Microsoft takes aim at fake antivirus software

[Matthew DeCarlo]

This week Microsoft’s Malicious Software Removal Tool received an update to detect a fake antivirus program known as “Win32/InternetAntivirus.” By alerting unsuspecting users to false claims of detected malware, they were frightened into buying “security software.” Win32/InternetAntivirus seemed legitimate to inexperienced users because it mimics the look of Windows Security Center.

Not only was the application scamming users out of money, but it also deployed another program called “TrojanSpy:Win32/Chadem” in an attempt to steal FTP usernames and passwords. If successful, the compromised systems were being used to host malware. According to a Microsoft blog post, the people behind this program use and register new domain names every day such as scanfan4.info and star4scan.info.

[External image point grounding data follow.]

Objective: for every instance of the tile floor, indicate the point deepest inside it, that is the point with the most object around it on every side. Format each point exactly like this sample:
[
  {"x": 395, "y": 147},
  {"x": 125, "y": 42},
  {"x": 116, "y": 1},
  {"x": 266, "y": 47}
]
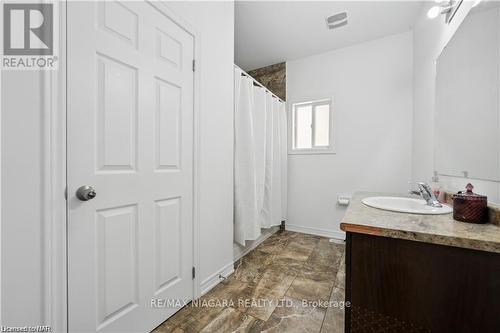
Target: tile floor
[{"x": 275, "y": 288}]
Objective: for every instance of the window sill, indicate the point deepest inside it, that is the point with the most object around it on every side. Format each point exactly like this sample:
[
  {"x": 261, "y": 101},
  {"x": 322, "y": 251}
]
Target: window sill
[{"x": 312, "y": 152}]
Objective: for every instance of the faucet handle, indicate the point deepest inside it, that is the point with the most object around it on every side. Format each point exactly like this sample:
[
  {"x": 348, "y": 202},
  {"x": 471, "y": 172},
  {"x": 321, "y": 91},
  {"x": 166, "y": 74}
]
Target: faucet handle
[{"x": 413, "y": 188}]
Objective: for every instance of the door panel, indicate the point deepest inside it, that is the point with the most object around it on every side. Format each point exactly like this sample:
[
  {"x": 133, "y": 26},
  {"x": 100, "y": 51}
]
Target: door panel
[{"x": 130, "y": 135}]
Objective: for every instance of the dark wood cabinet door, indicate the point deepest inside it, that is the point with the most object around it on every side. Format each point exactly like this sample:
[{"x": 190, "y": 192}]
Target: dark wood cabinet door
[{"x": 400, "y": 286}]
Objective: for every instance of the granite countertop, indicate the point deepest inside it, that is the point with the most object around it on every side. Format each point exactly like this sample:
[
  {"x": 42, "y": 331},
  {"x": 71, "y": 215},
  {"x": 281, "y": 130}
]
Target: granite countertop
[{"x": 436, "y": 229}]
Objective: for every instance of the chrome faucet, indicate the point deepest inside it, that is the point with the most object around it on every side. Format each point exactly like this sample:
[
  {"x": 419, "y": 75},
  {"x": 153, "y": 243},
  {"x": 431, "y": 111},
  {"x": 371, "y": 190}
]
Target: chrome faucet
[{"x": 425, "y": 191}]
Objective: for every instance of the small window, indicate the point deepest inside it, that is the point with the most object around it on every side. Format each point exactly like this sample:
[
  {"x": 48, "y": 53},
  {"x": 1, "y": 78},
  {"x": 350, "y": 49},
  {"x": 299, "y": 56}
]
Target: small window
[{"x": 311, "y": 127}]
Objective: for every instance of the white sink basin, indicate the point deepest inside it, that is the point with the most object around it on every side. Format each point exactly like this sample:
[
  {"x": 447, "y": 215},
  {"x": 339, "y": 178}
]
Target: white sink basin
[{"x": 405, "y": 205}]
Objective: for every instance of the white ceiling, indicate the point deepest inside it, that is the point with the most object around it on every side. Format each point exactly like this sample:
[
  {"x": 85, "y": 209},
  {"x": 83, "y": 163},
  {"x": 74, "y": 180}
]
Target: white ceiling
[{"x": 269, "y": 32}]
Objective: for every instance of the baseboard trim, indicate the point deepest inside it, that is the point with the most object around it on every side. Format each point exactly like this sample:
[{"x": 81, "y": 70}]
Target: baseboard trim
[
  {"x": 255, "y": 243},
  {"x": 214, "y": 279},
  {"x": 316, "y": 231}
]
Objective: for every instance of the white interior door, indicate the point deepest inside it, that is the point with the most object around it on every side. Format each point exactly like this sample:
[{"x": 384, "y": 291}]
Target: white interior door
[{"x": 130, "y": 135}]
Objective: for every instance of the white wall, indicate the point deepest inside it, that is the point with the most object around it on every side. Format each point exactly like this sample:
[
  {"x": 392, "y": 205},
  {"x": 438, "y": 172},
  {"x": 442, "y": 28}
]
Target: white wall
[
  {"x": 21, "y": 200},
  {"x": 371, "y": 84},
  {"x": 25, "y": 278},
  {"x": 430, "y": 37}
]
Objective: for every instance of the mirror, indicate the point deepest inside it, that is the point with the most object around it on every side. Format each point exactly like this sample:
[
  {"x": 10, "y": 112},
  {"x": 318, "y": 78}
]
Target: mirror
[{"x": 467, "y": 114}]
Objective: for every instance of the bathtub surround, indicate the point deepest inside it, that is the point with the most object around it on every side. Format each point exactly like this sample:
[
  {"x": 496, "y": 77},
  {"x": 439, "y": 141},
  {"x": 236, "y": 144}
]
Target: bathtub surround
[
  {"x": 371, "y": 87},
  {"x": 288, "y": 267},
  {"x": 273, "y": 77}
]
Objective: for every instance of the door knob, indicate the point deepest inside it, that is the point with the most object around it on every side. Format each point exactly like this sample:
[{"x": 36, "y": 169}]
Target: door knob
[{"x": 86, "y": 193}]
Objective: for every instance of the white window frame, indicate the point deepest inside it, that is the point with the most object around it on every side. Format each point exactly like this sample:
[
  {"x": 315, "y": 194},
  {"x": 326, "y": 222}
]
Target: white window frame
[{"x": 292, "y": 130}]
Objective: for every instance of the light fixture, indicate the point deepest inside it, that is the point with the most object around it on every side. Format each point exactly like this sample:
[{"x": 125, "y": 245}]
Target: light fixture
[
  {"x": 476, "y": 2},
  {"x": 336, "y": 20},
  {"x": 441, "y": 8},
  {"x": 434, "y": 12}
]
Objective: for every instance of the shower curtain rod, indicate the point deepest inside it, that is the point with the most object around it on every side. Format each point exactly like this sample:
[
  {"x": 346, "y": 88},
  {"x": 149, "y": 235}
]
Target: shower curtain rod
[{"x": 257, "y": 82}]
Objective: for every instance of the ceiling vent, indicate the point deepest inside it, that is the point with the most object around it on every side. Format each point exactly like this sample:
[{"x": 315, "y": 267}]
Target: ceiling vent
[{"x": 336, "y": 21}]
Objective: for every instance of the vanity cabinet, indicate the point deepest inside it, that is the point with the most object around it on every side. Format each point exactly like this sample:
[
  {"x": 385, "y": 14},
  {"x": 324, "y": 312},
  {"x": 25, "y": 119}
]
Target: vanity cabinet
[{"x": 403, "y": 286}]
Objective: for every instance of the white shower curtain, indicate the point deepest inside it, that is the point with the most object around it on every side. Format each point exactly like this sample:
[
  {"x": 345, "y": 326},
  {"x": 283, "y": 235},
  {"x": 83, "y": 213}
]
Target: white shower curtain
[
  {"x": 260, "y": 159},
  {"x": 246, "y": 224}
]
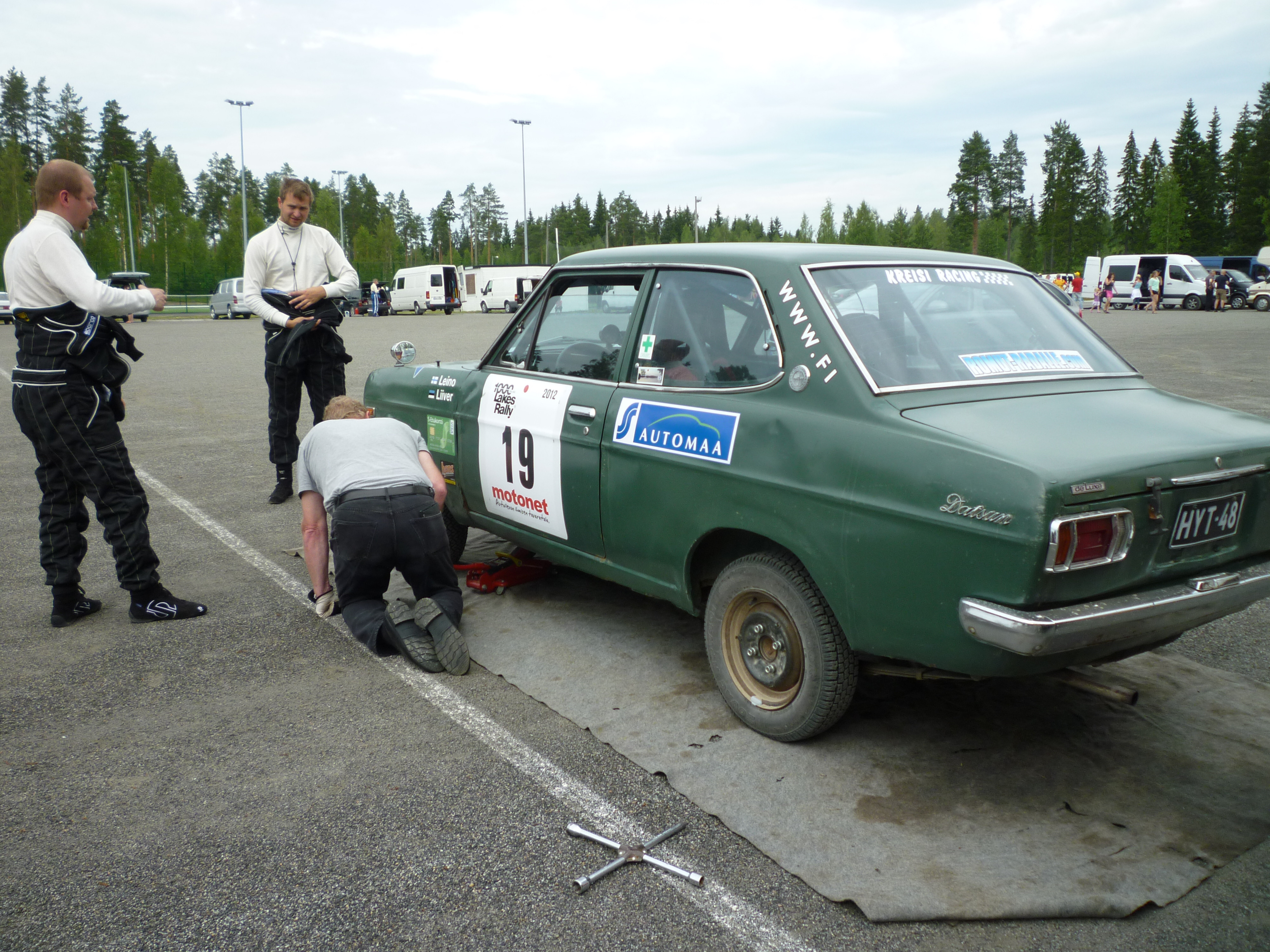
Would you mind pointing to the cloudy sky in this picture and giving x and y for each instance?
(766, 109)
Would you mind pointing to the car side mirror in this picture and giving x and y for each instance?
(402, 352)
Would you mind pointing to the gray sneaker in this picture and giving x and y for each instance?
(451, 645)
(411, 639)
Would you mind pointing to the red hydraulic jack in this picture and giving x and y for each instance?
(515, 568)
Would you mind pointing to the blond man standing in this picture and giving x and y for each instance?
(302, 345)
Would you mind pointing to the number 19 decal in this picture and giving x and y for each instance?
(520, 426)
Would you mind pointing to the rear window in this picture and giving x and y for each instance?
(932, 327)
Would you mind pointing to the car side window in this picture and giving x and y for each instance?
(705, 329)
(515, 354)
(585, 324)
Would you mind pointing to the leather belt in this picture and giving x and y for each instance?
(387, 493)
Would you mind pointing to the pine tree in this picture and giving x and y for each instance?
(1128, 215)
(973, 187)
(72, 135)
(1066, 172)
(827, 233)
(1009, 172)
(1095, 213)
(1192, 172)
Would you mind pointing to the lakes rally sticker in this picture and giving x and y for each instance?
(674, 428)
(519, 425)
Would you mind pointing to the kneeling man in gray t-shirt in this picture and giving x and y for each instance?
(378, 482)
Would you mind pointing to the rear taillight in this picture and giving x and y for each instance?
(1089, 540)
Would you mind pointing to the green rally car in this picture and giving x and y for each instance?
(841, 454)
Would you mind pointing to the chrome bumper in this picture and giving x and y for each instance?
(1121, 623)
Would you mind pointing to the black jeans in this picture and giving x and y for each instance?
(81, 453)
(370, 539)
(322, 374)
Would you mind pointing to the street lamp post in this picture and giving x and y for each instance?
(341, 173)
(525, 194)
(128, 205)
(241, 105)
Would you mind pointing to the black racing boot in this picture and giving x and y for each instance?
(283, 492)
(158, 605)
(69, 607)
(410, 639)
(450, 643)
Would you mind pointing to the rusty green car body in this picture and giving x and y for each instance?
(947, 468)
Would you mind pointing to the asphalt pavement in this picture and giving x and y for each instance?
(256, 780)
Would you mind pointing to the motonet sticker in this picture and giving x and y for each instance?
(998, 362)
(674, 428)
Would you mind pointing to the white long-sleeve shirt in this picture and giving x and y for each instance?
(294, 260)
(45, 268)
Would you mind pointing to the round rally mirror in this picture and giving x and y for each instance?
(402, 352)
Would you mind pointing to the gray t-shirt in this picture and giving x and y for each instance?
(338, 456)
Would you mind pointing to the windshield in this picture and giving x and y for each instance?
(932, 327)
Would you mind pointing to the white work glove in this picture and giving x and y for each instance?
(324, 604)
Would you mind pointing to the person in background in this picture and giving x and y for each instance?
(299, 260)
(1222, 288)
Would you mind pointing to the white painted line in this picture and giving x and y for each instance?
(751, 926)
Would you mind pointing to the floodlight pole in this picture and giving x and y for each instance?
(241, 105)
(525, 194)
(341, 173)
(128, 205)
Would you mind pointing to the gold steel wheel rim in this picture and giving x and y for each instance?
(763, 649)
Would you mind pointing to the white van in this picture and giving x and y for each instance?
(1182, 280)
(431, 288)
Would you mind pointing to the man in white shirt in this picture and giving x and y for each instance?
(67, 397)
(298, 258)
(378, 483)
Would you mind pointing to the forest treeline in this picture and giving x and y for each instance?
(1197, 197)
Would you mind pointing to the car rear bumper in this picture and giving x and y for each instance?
(1121, 623)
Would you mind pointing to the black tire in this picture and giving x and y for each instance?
(816, 671)
(458, 536)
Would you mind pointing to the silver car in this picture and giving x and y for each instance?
(227, 301)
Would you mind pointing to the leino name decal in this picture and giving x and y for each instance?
(798, 315)
(958, 506)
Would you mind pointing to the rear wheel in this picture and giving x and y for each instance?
(779, 657)
(458, 536)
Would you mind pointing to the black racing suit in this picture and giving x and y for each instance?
(312, 355)
(67, 397)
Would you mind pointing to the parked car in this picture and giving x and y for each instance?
(130, 281)
(843, 455)
(228, 300)
(1259, 296)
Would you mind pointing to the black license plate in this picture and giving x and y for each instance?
(1207, 520)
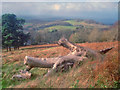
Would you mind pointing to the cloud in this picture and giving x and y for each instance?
(41, 8)
(56, 7)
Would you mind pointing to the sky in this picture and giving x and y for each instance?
(105, 12)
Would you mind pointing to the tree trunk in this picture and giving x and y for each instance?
(9, 48)
(77, 54)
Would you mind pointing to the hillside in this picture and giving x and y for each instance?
(76, 30)
(90, 74)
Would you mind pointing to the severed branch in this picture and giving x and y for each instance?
(77, 54)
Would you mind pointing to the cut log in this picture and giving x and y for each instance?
(77, 54)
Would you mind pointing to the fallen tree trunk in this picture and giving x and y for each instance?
(77, 54)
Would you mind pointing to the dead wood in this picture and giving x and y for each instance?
(77, 54)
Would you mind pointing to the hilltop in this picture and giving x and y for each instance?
(89, 74)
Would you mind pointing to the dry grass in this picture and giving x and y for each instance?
(89, 74)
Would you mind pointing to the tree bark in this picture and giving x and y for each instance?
(77, 54)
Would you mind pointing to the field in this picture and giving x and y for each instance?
(89, 74)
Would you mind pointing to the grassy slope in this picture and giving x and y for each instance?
(88, 74)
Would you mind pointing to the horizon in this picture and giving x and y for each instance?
(103, 12)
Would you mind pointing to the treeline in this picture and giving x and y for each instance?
(12, 32)
(79, 35)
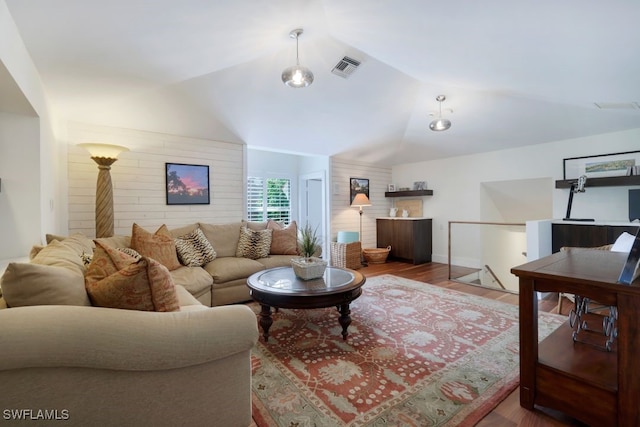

Fake malware warnings have become a common method of luring innocent users into buying illegitimate software. It’s nice to see Microsoft taking a step toward preventing the attacks, but it’s obviously an endless game of cat and mouse. I would like to offer a heads up to our less experienced readers: learn the name of and how to use your actual antimalware software and only follow its warnings. Don’t fall prey to these fallacious messages.

Permalink to story.

https://www.techspot.com/news/35047-microsoft-takes-aim-at-fake-antivirus-software.html

 

[oinari]

It's kind of crazy that people are still falling for scams like that.

 

[9Nails]

In some that I've seen, they're using screen shots of real software and putting flash over it to make it look like it's really scanning your files. It's all convincing if you don't understand the directories that it's pretending to scan. They do this for a short while the it shows 400 bad things that you find offensive and want to get rid of right away. There's the hook - the promise that something will work better for a small fee.